Julia Barrett was born on 21 October 1808, probably in Richmond, Surrey, the eldest of five children of Henry Barrett (1756–1843) and his wife, Charlotte, née Francis (1786–1870), the niece of Fanny Burney (Madame D'Arblay), who first, rather drastically, edited her journals and letters. Julia was a favourite with the elderly Fanny, who remarked on her "very good sense, & a truly blyth juvenile love of humour." She and her sister Hetty (died 1833) suffered from tuberculosis and their mother took them to France and then Italy, where they met up with Fanny's sister Sarah Burney. Sarah Burney wrote of them in her correspondence and regularly described Julia as a beauty. Julia made a full recovery in 1834.
Julia Barrett's many admirers included Fanny Burney's parson son Alexander d'Arblay, but she chose instead to marry a widower with children, James Thomas (died 1840) on 2 August 1836, to the disappointment of her family. Thomas took her to India, where he was a judge in the Madras Presidency. They moved to Rajahmundry in 1837, where they kept a boys' school. Her son James Cambridge Thomas was born on 3 February 1839. The ill-health of her daughter Henrietta Anne Thomas (born 1837) obliged her to return to England in December 1839.
After her husband's death in 1840, Julia Thomas was remarried to Charles Maitland (1815–1866), a writer and Anglican curate of Lyndhurst, Hampshire in the New Forest, on 5 November 1842. They had a daughter Julia Caroline (1843–1890). Julia Maitland died of tuberculosis at the home of her son-in-law, Rev. David Wauchope, at Stower Provost, Dorset, on 29 January 1864.

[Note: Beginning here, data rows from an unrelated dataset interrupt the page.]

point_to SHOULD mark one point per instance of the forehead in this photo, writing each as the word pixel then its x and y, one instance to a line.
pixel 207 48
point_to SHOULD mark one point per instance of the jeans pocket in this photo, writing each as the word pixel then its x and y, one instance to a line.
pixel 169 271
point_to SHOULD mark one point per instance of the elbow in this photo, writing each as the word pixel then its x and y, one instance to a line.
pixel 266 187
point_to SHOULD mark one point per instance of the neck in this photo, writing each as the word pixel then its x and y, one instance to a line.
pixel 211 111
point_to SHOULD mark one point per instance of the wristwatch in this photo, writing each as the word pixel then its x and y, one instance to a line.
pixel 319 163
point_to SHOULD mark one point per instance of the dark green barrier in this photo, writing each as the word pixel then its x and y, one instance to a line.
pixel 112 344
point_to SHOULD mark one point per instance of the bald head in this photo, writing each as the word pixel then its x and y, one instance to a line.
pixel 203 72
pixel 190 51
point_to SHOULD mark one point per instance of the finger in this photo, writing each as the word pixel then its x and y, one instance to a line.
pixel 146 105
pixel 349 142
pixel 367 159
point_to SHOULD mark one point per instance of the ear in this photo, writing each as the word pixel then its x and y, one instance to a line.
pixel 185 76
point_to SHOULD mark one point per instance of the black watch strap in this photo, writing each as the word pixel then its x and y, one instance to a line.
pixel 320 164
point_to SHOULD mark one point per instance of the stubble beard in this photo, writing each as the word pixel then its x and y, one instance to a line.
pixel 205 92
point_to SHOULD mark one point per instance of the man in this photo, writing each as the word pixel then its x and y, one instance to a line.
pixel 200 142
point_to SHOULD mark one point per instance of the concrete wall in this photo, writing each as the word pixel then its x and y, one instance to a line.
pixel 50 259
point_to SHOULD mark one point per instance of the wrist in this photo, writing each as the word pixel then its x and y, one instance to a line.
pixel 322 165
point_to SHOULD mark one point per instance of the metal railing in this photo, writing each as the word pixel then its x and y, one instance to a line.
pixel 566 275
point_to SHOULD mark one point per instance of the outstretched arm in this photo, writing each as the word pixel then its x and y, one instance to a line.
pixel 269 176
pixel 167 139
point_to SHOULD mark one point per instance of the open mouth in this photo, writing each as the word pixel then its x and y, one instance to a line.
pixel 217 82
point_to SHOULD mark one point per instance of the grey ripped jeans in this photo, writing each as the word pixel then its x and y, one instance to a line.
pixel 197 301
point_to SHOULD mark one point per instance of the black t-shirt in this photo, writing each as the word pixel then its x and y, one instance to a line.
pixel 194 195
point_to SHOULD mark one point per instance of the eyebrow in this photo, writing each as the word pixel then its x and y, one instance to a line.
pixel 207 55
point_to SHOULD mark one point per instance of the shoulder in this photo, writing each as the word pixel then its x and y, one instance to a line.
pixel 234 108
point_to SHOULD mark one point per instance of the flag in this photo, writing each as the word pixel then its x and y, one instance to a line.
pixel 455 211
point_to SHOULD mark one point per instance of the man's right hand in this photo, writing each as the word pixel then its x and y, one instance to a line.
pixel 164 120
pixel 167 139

Julia Maitland's first publication of note was her Letters from Madras, during the years 1836–1839, by a Lady published anonymously in 1843. The school she and her husband ran in Rajahmundry accepted boys of different castes and taught in both English and the local language ("Gentoo"). Controversially, it was strongly Christian. She also set up a multilingual reading room and assisted in starting other schools nearby. The book ends with a plea for a national system of education in India, as the route to modernization: " If every civilian up the country were to have a poor little school like ours, it would do something in time." She also made strong efforts to learn local languages, helped with famine relief, and investigated and condemned the South Indian slave trade.